Closed schwern closed 10 years ago
I'm surprised that Git::Repository is so slow. Can you point me at the code, so that I can see if I can improve either Git::Repository or the code itself.
Profiling reveals that a huge amount of time is spent in readline both in Git::Repository and in System::Command.
Git/Repository/Command.pm line 167
chomp( @output = <$stdout> );
# spent 402s making 438 calls to Git::Repository::Command::CORE:readline, avg 917ms/call
System/Command.pm line 113
my $mesg = do { local $/; <$stat_r> };
# spent 271s making 439 calls to System::Command::CORE:readline, avg 618ms/call
That could be because that run involved a large push, it's hard to tell. I will run another profile without a push and see.
I'm uploading the whole nytprof directory for your examination. It should be fully uploaded in a few minutes.
False alarm, sorry. Gitpan::Git->push
took 360s.
...except that doesn't explain why tagging was so slow.
The relevant information is in gitpan-nytprof-2014-08-11T02-13/nytprof/Git-Repository-pm-1172-line.html#182
which shows that Git::Repository->run
is being called in lots of different ways and taking over 600ms for all of them. In contrast, git tag foo
on my command line takes 14ms.
A lot of the time is in Git::Repository->new
and traced down to System::Command->$_spawn
.
Here is a fresh profile run, this time with no push to avoid network interference. It shows that calling "git tag" is eating 45% of the run time.

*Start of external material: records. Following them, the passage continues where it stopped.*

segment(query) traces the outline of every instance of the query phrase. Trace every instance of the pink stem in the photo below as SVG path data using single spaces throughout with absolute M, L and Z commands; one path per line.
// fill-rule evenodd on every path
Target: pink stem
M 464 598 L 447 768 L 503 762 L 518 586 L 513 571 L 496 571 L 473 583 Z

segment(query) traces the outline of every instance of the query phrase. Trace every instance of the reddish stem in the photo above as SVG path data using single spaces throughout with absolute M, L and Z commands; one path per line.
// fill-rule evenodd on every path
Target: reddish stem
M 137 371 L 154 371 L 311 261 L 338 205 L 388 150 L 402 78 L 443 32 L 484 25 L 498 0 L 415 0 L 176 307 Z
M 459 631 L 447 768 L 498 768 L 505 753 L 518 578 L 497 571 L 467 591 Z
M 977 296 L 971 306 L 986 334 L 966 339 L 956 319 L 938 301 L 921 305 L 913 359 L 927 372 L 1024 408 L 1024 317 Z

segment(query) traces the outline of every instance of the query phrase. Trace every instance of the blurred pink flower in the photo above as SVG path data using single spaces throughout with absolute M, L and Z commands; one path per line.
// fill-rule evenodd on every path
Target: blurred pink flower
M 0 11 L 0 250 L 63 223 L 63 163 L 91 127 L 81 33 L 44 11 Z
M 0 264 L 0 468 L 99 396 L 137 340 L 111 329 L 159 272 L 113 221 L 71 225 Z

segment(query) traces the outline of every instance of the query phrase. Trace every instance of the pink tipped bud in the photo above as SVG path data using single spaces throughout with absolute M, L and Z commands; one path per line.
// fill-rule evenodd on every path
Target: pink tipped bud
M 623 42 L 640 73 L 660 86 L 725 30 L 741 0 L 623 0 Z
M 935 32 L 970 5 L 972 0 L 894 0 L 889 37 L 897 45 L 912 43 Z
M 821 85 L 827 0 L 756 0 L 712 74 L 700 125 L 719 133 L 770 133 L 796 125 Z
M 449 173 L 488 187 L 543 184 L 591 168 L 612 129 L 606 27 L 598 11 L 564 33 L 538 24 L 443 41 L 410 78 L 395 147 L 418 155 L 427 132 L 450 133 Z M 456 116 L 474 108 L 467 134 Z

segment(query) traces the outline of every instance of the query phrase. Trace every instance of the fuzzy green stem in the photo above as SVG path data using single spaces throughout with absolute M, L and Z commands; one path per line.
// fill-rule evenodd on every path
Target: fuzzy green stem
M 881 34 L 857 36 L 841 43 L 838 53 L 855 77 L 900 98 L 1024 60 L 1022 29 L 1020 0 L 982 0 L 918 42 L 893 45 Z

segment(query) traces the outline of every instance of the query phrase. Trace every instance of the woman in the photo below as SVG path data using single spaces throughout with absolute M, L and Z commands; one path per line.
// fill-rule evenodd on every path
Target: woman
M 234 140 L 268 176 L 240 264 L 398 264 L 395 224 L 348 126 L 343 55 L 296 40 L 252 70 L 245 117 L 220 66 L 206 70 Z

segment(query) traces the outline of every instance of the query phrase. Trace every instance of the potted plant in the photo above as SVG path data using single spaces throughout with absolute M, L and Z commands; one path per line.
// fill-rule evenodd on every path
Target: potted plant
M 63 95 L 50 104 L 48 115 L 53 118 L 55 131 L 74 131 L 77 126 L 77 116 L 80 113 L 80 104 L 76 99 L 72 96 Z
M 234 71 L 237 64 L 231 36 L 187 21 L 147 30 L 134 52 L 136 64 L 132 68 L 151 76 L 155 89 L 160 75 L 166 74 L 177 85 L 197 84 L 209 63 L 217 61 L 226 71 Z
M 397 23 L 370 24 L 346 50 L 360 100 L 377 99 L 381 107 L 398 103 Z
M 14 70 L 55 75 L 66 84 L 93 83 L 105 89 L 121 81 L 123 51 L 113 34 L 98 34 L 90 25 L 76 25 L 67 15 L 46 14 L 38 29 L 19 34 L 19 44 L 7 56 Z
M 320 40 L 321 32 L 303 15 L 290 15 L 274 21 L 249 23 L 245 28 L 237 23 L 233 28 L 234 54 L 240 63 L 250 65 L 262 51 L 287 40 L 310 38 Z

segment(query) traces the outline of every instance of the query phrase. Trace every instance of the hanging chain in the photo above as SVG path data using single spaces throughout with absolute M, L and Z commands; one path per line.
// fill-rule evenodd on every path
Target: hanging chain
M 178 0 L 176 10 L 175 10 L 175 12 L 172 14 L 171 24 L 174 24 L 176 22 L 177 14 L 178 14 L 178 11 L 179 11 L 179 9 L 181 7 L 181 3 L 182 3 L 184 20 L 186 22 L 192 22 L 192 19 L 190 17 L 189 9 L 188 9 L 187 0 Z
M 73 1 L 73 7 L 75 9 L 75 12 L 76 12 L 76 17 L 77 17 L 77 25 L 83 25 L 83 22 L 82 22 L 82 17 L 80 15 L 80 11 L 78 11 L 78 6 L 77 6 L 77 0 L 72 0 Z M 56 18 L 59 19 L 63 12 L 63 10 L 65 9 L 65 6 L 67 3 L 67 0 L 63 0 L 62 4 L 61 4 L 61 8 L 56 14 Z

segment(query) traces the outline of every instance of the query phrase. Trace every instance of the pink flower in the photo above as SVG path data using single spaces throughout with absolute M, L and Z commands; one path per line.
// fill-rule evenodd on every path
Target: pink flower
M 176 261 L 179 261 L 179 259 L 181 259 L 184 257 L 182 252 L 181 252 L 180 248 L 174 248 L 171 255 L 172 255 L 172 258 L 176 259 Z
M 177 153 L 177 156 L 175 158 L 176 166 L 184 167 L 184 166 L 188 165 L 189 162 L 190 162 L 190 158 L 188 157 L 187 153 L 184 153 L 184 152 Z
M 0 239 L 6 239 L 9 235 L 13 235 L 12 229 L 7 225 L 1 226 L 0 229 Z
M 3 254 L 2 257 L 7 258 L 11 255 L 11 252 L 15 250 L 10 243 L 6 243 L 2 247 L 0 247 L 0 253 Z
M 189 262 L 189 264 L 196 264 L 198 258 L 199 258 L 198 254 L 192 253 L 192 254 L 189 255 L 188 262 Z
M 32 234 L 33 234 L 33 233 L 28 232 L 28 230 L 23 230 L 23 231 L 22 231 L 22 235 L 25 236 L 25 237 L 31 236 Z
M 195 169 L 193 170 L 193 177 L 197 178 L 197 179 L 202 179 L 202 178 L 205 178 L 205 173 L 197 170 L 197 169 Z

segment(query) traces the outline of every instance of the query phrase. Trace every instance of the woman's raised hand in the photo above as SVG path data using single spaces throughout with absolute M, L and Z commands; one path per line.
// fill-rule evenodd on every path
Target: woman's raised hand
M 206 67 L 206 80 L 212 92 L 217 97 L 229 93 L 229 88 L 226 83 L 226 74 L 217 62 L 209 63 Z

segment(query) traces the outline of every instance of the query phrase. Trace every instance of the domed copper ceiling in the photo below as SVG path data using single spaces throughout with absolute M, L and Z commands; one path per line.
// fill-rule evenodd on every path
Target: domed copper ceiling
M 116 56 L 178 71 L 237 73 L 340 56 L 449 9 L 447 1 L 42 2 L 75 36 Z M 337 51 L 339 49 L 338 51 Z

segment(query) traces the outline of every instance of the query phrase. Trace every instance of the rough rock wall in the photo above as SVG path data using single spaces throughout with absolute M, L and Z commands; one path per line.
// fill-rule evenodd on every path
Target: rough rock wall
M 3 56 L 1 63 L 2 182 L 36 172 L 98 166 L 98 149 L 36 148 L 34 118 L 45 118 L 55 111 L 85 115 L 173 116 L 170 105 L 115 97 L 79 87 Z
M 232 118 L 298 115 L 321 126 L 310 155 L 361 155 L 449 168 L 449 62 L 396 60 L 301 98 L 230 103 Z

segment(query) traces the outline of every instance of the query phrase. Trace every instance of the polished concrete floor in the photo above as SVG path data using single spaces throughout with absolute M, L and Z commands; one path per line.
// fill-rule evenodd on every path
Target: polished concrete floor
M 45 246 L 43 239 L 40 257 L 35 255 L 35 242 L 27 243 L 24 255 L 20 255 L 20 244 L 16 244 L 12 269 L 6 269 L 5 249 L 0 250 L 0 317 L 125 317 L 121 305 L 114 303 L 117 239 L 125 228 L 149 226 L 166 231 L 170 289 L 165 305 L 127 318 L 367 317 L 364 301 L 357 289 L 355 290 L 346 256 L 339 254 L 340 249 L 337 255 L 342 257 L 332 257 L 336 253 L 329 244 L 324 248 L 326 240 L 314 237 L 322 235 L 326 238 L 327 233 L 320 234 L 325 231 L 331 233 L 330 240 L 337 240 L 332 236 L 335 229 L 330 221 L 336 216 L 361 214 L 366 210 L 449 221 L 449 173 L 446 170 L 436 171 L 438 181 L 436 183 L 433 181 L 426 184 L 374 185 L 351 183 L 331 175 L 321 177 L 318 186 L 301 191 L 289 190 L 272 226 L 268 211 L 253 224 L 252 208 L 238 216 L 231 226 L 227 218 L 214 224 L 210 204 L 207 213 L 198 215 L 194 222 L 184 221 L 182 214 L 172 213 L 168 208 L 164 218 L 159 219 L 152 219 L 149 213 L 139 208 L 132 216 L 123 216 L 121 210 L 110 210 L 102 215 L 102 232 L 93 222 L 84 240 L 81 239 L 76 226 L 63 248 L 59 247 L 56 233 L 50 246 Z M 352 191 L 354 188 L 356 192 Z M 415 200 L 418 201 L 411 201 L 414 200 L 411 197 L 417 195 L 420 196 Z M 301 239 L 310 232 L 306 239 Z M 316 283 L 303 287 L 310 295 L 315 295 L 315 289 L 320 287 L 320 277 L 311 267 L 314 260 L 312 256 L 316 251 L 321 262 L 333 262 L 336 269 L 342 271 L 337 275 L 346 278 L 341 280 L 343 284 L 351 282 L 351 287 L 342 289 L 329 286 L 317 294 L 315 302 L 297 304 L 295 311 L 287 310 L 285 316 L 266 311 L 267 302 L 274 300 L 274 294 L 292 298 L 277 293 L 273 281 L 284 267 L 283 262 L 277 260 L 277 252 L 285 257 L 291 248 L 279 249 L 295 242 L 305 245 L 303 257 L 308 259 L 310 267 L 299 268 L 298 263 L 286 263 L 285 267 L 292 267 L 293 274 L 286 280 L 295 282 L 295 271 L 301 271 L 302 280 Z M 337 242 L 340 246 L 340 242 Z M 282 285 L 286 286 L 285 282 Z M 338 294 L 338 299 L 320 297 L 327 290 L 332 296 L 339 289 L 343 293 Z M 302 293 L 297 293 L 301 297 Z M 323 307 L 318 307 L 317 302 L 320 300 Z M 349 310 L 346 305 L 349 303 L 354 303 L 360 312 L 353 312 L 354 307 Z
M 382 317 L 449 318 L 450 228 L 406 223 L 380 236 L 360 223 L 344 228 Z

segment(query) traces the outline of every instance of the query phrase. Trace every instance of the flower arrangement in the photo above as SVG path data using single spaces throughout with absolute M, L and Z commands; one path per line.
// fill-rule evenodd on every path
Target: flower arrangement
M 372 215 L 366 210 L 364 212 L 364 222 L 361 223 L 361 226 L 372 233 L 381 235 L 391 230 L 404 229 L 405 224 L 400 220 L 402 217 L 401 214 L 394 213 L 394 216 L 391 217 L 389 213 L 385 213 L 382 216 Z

The line you point at in the profiler:
# System/Command.pm line 113
my $mesg = do { local $/; <$stat_r> };
is actually used by the parent to catch errors the child might have had when doing the fork+exec dance (I copied it from IPC::Open3, IIRC). Given that the command ran successfully, this sounds like a timeout before actually finding out the pipe has been closed.
I wonder if there's a better (faster) way to communicate failure to the parent.
Could you try timing with and without the setpgrp()
at line 128?
If this improves things for you, I could always make it toggable in System::Command
and disable it in Git::Repository::Command
.
Some explanation: I've done some manual measurements on System::Command
(with the help of Time::HiRes
and print
), and the call to setpgrp
is the action the kid does before the actual exec
that takes the longest (by a factor of about 20 compared to the rest of what the child does before exec
).
Since it happens before the exec
, and the parent waits on the $stat_r
filehandle to either be closed (thanks to close-on-exec) or have something written to it, this setpgrp
call is slowing down both the parent and the child. The call was added in book/System-Command@c7d64e12ff7141a386f2a405b4d4b4baa0c07117 for the sole purpose of enabling kill -SIGKILL, $cmd->pid;
, hence my proposal to make it optional.
System::Command 1.110 is now on CPAN, with a setpgrp
option to disable (or enable) the call to setpgrp()
in the child process (it's enabled by default).
Since Git::Repository passes the options hashes directly to Git::Repository::Command, which is a subclass of System::Command, you can do:
my $r = Git::Repository->new( { setpgrp => 0 } );
and none of the Git commands spawned by $r
will call setpgrp()
.
Let me know if that improves things.
Sorry, no help, takes the same amount of time. I upgraded System::Command to 1.110, Git::Repository to 1.312 and changed the call to
return Git::Repository->new(
work_tree => $self->repo_dir.'',
{
env => {
GIT_COMMITTER_EMAIL => $config->committer_email,
GIT_COMMITTER_NAME => $config->committer_name,
GIT_AUTHOR_EMAIL => $config->committer_email,
GIT_AUTHOR_NAME => $config->committer_name,
},
setpgrp => 0,
},
);
The feature/Git-Raw branch is using Git::Raw for the most important operations, particularly tagging. While Devel::NYTProf says the Git::Raw branch is much faster, real world trials don't show a significant difference.
It's possible Devel::NYTProf is interfering with Git::Repository or System::Command's performance?
I merged it, performance or not, mostly because I'm interested in using Git::Raw and libgit2.
I don't know if it's Devel::NYTProf or something else, but in terms of speed, Git::Repository is as fast a git itself plus the overhead of fork+exec and the option handling (obviously). The setpgrp
option made the fork+exec a tiny bit faster (by removing some overhead), but I'm not surprised it doesn't have a big influence on the overall speed.
It's interesting for me to see that Git::Raw is not significantly faster.
(Timing is based on NYTProf for importing the 71 releases of Math-BigInt which takes 883s)
Surprisingly it takes 137s just to tag the 71 releases (213
git tag
calls) which should take no time at all. Git::Repository is slow. Most of that time is reading git command output.Git::Raw, which uses libgit2, might prove better. Try it and see.